July 07, 2012
On Saturday, 7 July 2012 at 21:08:43 UTC, Dmitry Olshansky wrote:
> You may misunderstood me as well, the point is still the same:
> there are 2 things - notation and implementation, the fact that lexer is integrated in notation like in PEGs is not related to the fact that PEGs in their classic definition never use term Token and do backtracking parsing essentially on character level.

But PEG itself doesn't require backtracking parsing, does it? So that's an implementation detail, or a specific algorithm. Lexer separation seems to be independent of this.

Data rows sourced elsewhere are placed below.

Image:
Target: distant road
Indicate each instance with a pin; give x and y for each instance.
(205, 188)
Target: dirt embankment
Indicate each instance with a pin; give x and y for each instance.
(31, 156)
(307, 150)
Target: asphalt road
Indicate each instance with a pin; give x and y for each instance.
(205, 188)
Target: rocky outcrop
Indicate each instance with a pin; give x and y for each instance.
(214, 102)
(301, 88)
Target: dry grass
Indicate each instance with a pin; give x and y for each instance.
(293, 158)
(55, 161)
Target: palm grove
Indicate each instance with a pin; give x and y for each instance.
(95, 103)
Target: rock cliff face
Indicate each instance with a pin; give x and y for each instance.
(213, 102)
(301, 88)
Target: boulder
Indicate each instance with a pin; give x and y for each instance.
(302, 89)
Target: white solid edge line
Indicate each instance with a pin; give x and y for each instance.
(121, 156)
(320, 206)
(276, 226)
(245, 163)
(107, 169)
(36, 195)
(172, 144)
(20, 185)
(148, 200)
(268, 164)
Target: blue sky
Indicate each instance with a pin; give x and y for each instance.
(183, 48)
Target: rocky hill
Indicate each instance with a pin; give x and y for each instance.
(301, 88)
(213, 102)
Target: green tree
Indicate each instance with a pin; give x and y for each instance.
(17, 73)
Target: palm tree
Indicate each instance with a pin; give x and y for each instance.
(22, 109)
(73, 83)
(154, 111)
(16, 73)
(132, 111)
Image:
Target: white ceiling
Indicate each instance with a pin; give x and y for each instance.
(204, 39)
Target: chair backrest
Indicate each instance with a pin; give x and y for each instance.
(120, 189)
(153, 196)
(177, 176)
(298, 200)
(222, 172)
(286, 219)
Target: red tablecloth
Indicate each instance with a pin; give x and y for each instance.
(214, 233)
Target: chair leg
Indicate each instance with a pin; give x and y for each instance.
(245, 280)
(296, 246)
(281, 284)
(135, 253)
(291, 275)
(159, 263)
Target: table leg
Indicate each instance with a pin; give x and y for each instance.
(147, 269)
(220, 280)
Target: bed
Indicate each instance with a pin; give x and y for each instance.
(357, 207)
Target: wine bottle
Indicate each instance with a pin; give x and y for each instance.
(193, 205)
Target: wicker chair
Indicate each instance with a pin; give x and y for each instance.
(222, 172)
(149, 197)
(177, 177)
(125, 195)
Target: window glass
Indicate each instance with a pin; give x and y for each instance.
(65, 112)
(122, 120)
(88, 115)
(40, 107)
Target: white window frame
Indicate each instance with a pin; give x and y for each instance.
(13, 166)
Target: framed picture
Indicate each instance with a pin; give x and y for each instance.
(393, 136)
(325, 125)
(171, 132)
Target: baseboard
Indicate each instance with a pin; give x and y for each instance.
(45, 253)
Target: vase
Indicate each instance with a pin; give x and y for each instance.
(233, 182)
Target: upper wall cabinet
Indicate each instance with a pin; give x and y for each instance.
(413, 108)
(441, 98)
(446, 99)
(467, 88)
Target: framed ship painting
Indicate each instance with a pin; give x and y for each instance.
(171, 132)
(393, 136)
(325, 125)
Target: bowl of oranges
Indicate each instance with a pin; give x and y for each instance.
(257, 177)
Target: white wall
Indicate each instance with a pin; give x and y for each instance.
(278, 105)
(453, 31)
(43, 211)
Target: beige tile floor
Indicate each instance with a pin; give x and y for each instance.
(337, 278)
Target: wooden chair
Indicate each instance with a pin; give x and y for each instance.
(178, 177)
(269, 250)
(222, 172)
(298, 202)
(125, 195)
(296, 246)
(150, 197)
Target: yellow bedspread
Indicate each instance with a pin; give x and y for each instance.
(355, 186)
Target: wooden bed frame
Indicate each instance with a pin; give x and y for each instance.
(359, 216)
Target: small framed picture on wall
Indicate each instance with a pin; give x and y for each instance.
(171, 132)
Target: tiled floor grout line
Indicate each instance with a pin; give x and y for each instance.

>> As for lexing multiple times, simply use a free list of terminals (aka tokens). I still assume that grammar is properly defined, so that there is only one way to split source into tokens.
>>
>
> Tokens.. there is no such term in use if we talk about 'pure' PEG.

Terminal symbols.

July 07, 2012
On Saturday, 7 July 2012 at 20:27:14 UTC, Dmitry Olshansky wrote:
> So my view on the matter: whether or not lexer is integrated is two-fold question: notation vs implementation.
>
> E.g. it may make regular lexer-like things a part of notation thus having rules like:
> 	Identifier  -> Alpha (Alpha|Number|_)*
>
> Yet it may or may use the same engine for _all_ _rules_, in fact if implementation optimize things by ripping off regular parts of grammar to small DFA engines it would make some kind of lexer behind the scenes!

This is the implementation I have in mind as the only sane way to parse PEG efficiently. Plus specializing DFA to only check for those terminals which are allowed according to available structural information at the moment of their invocation.

>
> Anyway highly hybrid parsers are all the rage now, and reasons are obvious - they runs fast and can be bend by some magic to quite convoluted grammars of modern languages ;)


July 07, 2012
On 08-Jul-12 01:24, Roman D. Boiko wrote:
> On Saturday, 7 July 2012 at 21:08:43 UTC, Dmitry Olshansky wrote:
>> You may misunderstood me as well, the point is still the same:
>> there are 2 things - notation and implementation, the fact that lexer
>> is integrated in notation like in PEGs is not related to the fact that
>> PEGs in their classic definition never use term Token and do
>> backtracking parsing essentially on character level.
>
> But PEG itself doesn't require backtracking parsing, does it?

It does. Specifically the algorithm is to try option A, try option B, try option C...

it's obvious how backtracking comes in ... whan say A fails somewhere in the middle of it. Of course there is a fair amount of bookkeeping that reduces doing work all over again but it does ... allocate.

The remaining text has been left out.